# Question about Navionics chip for a Lowrance LCX 15 ci



## Hose Puller

I currently have a LCX 15 ci on my boat. In it I have an older Freedom Maps chip for it that works fine however it doesn't show depth contours. I purchased a 09 Navionics Premium Hot Maps for my I-Finder H2O that works great. I tried using the Navionics chip in my LCX-15 and nothing will come up. When I go into map data it shows no available chips other than the Lowrance. When I go into the menu that says "Draw map data" it shows a Navionics box that is marked. I go into that menu and all the options are marked. Still my unit will not show any data. Is it possible that this chip is too new for my LCX-15 or am I missing something? I have searched Lowrance and Navionics websites and haven't found any usefull information. Can anyone help me? Thanks.


----------



## Lucky Dog

Your unit might be too old, I did not see it on their compatibility chart,

http://www.navionics.com/MarineCompatiblePlotters_PlatinumPlus.asp?GuideType=1

Give them a call and see what they might be able to do for you. They are good to work with.


----------



## lilmule

older unit uses a different format,premium is above what it can display however a less detailed may work,his web link is a good place to check.
Platnum ,works on mostly high end newer models,then gold and silver,premium,and then standard hotmaps.
Remember even with depth contour all maps gps or printed normally show depth at summer pool,not at winter draw down.
And several versions of each were made so can be viewed with different models and brands so a hotmaps premium made for one wont always work on another.Thus why some are cmap others are a different card.


----------



## Hose Puller

Thanks for your help guys. I E-mailed Navionics and asked them for help. Hopefully they can help me find a chip that will work.


----------



## L Carr

The 15 will only run HotMaps Classic charts. The processor is too slow to run anything larger than a 128 mg MMC chart. It will not run any of the newer Navionics SD or MSD cards due to their MB sizes.
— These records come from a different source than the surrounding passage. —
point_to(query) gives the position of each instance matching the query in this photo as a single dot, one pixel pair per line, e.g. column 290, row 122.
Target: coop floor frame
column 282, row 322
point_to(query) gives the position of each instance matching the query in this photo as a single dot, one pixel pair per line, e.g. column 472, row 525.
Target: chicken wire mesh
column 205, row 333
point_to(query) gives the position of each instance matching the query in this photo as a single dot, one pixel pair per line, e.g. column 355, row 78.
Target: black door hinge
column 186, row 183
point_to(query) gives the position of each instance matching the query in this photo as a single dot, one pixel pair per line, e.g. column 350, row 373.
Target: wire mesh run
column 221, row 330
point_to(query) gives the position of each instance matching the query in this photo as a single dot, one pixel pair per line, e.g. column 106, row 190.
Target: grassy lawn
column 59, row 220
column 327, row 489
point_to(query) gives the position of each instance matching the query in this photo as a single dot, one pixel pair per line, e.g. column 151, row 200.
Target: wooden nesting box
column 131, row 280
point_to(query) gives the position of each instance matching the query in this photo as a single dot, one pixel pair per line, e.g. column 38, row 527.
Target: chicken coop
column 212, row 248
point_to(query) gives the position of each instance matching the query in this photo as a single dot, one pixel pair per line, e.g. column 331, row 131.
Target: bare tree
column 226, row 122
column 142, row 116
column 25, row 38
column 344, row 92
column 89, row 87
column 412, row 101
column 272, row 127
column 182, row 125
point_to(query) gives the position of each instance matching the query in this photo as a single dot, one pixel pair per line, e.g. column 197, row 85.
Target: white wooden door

The HotMaps Classics were discontinued last summer. PM me as I know a couple of retailers that might have them. They are VERY Very tough to find and always get full price now. They are like $130 if you can find one. But they are the only Navionics HotMaps inland lake/near shore Great Lakes charts that will work in your 15.

Larry


----------



## captjimtc

The lakemaster pro cards also work well in LCX-15's and the contours are great. Not always super accurate but alot better than nothing.


----------